I had to move. Downstairs, out into the street. I strode down quiet lanes of antique wooden cottages to Commercial, the town's main drag, where the drag queens were already preparing for the afternoon festivities. Hairy breasts and knee-high glitter boots; three-inch lashes and five-o-clock shadows. Fantastical wigs and opulent lipsticks. More convincing performances of femininity than I had ever been able to muster, to be sure. The town, with its quaint Puritan-cum-Portuguese weathered seaside aesthetic, provided a delightfully bizarre background for such technicolor extravagance. Inhaling salt air, I hurried along, dodging the slow-moving crowds already gathering in defiance of the dreary day.
Not surprising at all, I suppose, that I finally halted at the used bookstore. Tim's has been around forever and is always stocked with all the classics and that half dozen books you never knew you needed.

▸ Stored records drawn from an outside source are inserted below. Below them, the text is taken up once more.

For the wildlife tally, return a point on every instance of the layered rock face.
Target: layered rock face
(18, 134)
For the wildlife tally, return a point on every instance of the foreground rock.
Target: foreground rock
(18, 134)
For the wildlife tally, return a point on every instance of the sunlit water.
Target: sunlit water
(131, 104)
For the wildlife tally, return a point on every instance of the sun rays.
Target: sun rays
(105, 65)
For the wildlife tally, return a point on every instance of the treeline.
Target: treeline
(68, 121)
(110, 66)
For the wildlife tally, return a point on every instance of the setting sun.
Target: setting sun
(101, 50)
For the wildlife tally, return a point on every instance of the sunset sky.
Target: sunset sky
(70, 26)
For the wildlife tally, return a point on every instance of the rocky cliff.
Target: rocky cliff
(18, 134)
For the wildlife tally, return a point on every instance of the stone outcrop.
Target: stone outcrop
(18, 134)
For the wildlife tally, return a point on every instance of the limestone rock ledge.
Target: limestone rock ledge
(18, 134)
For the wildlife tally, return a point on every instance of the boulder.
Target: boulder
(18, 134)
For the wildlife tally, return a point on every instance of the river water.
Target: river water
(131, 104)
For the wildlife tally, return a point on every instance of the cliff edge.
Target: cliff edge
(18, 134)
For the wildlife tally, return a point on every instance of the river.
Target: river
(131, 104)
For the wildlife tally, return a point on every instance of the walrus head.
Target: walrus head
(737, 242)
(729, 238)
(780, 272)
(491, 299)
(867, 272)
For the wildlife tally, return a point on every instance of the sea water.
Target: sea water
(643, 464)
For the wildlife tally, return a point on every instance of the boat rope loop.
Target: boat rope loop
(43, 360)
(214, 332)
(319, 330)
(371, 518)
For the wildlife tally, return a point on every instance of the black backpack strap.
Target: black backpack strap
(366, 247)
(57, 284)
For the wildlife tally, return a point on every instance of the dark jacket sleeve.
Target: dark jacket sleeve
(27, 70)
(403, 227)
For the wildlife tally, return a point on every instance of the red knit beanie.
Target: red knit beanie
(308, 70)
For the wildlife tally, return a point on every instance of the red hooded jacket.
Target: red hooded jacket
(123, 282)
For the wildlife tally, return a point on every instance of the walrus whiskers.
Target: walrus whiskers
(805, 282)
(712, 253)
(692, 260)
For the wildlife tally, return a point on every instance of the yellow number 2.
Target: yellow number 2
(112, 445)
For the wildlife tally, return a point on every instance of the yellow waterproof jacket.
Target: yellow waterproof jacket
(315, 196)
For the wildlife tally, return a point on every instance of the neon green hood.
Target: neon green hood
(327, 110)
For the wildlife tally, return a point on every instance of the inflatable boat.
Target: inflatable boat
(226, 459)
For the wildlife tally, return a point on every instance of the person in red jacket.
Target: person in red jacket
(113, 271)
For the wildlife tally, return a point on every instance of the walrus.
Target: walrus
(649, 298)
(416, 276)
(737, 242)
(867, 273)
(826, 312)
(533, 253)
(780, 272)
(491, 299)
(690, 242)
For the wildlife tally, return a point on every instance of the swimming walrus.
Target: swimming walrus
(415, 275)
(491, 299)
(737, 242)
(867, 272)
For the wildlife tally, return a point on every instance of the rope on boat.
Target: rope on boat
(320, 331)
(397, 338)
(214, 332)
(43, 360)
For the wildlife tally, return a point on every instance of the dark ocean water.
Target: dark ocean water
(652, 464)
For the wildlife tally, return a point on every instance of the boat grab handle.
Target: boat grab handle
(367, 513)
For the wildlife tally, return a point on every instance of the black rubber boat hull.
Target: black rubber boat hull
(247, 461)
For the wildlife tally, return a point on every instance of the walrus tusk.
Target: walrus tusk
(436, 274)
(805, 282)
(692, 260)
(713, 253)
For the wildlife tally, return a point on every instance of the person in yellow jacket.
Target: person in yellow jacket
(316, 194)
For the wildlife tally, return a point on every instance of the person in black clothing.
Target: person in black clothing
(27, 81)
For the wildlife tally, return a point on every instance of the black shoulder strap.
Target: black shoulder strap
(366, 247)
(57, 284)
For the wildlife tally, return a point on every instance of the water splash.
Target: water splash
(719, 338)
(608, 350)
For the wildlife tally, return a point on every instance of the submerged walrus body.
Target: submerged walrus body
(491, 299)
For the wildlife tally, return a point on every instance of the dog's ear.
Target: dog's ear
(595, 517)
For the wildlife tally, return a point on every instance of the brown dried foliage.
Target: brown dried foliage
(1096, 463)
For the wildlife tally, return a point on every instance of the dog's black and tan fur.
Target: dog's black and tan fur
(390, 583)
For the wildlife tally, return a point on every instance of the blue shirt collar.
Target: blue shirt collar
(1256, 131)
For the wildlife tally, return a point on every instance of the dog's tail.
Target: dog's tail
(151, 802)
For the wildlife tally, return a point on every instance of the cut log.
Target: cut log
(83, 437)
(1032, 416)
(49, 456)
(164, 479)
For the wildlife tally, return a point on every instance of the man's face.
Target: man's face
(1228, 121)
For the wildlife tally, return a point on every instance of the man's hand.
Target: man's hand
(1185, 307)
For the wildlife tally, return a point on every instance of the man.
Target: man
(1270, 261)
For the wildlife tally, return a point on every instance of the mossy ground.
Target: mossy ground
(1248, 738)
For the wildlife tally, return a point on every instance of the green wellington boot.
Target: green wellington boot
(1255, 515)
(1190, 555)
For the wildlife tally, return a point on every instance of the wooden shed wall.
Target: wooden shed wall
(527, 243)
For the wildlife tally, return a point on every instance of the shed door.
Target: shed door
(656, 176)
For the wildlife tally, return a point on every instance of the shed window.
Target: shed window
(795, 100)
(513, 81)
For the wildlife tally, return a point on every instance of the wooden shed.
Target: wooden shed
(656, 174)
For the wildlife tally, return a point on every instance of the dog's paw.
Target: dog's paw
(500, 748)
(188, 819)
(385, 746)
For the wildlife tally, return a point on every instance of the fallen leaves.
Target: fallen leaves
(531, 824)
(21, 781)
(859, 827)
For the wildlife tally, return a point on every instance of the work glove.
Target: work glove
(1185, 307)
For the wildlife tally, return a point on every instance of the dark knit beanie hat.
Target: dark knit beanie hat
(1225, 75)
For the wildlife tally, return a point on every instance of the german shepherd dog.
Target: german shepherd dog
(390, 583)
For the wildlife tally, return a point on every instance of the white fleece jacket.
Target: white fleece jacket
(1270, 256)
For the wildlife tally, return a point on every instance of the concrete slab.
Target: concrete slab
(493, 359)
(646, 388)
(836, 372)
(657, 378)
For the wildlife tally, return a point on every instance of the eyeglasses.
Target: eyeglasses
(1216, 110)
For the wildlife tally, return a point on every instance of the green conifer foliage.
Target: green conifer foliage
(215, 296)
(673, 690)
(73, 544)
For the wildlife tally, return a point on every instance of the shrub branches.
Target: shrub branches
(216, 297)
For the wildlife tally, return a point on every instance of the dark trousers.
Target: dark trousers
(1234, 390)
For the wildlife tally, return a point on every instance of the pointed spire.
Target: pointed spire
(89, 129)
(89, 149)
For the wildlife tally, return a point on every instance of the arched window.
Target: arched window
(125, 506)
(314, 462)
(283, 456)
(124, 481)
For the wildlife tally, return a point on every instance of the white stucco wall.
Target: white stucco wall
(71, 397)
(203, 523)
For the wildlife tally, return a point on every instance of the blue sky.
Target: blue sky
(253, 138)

I really needed nothing - had a stack waiting for me back at Sharen's - but wanted in my swooning college-girl way to be surrounded entirely by spines. I wandered the shop's tiny rooms, lingering at last in the Anthology section. A very old, squat book caught my eye. It was edited by Edmund Wilson, a critic whose name I had just learned via Fitzgerald. But it was the title that mattered: The Shock of Recognition.